Latest findings from the ARAD database on cancer risk in RA show that melanoma should be considered a contraindication for methotrexate, an expert says.
The analysis of the Australian Rheumatology Association database found an increased risk of melanoma in people with RA, regardless of whether they were taking biologics.
The findings were consistent with a previous study that reported a three fold increased risk of melanoma in Australian RA patients.
“Taken together these observations suggest that RA status, and possibly methotrexate exposure related to RA status, may be responsible for this observed increased melanoma risk,” the study authors wrote in BMC Musculoskeletal Disorders.
Speaking to the limbic lead author Rachelle Buchbinder from Monash University in Melbourne said the study results showed that it was time melanoma was considered a contraindication to the use of methotrexate.
She said the findings were particularly relevant to Australia as prescribing regulations stipulated that patients needed to try methotrexate before progressing to biologics – even if they have a history of melanoma.

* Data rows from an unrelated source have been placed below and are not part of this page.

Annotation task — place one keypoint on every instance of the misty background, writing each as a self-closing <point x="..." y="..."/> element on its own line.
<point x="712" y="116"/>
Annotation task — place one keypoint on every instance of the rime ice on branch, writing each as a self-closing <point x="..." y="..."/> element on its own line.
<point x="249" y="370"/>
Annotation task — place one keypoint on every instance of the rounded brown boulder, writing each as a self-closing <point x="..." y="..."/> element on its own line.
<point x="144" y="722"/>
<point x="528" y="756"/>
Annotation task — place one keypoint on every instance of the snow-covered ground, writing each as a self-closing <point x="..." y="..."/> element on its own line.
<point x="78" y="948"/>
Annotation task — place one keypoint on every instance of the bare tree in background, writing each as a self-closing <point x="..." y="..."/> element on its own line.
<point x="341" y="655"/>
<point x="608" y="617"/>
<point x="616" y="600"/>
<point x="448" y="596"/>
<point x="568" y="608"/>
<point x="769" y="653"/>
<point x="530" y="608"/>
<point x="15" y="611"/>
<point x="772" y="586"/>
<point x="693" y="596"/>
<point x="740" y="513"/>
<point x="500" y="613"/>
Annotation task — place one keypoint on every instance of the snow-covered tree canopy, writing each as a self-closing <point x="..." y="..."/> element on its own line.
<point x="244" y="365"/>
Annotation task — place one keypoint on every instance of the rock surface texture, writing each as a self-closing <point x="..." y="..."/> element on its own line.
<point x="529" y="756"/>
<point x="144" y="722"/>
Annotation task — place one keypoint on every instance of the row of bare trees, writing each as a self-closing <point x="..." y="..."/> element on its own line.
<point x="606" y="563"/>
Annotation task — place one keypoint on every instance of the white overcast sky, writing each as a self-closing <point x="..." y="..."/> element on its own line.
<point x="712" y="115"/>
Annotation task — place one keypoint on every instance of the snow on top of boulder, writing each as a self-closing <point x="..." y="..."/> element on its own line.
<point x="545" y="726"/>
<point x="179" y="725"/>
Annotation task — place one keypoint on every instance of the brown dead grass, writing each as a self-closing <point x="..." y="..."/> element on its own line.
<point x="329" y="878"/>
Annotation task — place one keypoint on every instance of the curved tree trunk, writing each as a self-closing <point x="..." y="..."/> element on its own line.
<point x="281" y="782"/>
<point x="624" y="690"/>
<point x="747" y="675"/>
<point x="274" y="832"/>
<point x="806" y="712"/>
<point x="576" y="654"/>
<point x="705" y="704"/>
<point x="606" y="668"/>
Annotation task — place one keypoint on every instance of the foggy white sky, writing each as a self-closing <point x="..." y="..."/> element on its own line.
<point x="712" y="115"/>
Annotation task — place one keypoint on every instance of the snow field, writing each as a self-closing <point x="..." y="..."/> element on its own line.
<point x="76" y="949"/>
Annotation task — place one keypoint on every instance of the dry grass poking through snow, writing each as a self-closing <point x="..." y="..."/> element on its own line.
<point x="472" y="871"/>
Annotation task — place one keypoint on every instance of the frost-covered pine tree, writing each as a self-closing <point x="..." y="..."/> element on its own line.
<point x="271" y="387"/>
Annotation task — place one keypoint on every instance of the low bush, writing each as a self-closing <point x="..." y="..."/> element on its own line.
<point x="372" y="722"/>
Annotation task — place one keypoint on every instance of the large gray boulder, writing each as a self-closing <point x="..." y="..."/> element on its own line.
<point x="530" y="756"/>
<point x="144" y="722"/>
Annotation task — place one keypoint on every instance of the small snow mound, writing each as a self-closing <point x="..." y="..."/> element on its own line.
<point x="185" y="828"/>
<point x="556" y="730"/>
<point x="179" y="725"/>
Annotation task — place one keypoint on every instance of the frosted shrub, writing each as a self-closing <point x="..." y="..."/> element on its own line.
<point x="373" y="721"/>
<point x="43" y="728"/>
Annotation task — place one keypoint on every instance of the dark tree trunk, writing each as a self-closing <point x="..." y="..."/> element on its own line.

Melanoma was not currently listed as a side effect on product information for methotrexate and was therefore not considered a contraindication by authorities, Dr Buchbinder explained.
“We have to make the point that even if the product information is not changed, even if it’s only pertinent to Australia, based on the best available evidence methotrexate is a contraindication to the use of methotrexate in someone with a prior history of melanoma,” she said.
The findings also illustrated the importance of screening RA patients for melanoma, particularly if they are taking methotrexate, she added.
The study of all RA patients enrolled in the Australian Rheumatology Association Database before 25 October 2010 found 44 malignancies after 5752 person-years in the TNFi-exposed group (N = 2145) and 32 malignancies were reported after 1682 person-years in the biologic-naïve group (N = 803).
No overall increased risk of malignancy in TNFi-treated RA patients was found when compared with the general population or with biologic-naïve RA patients.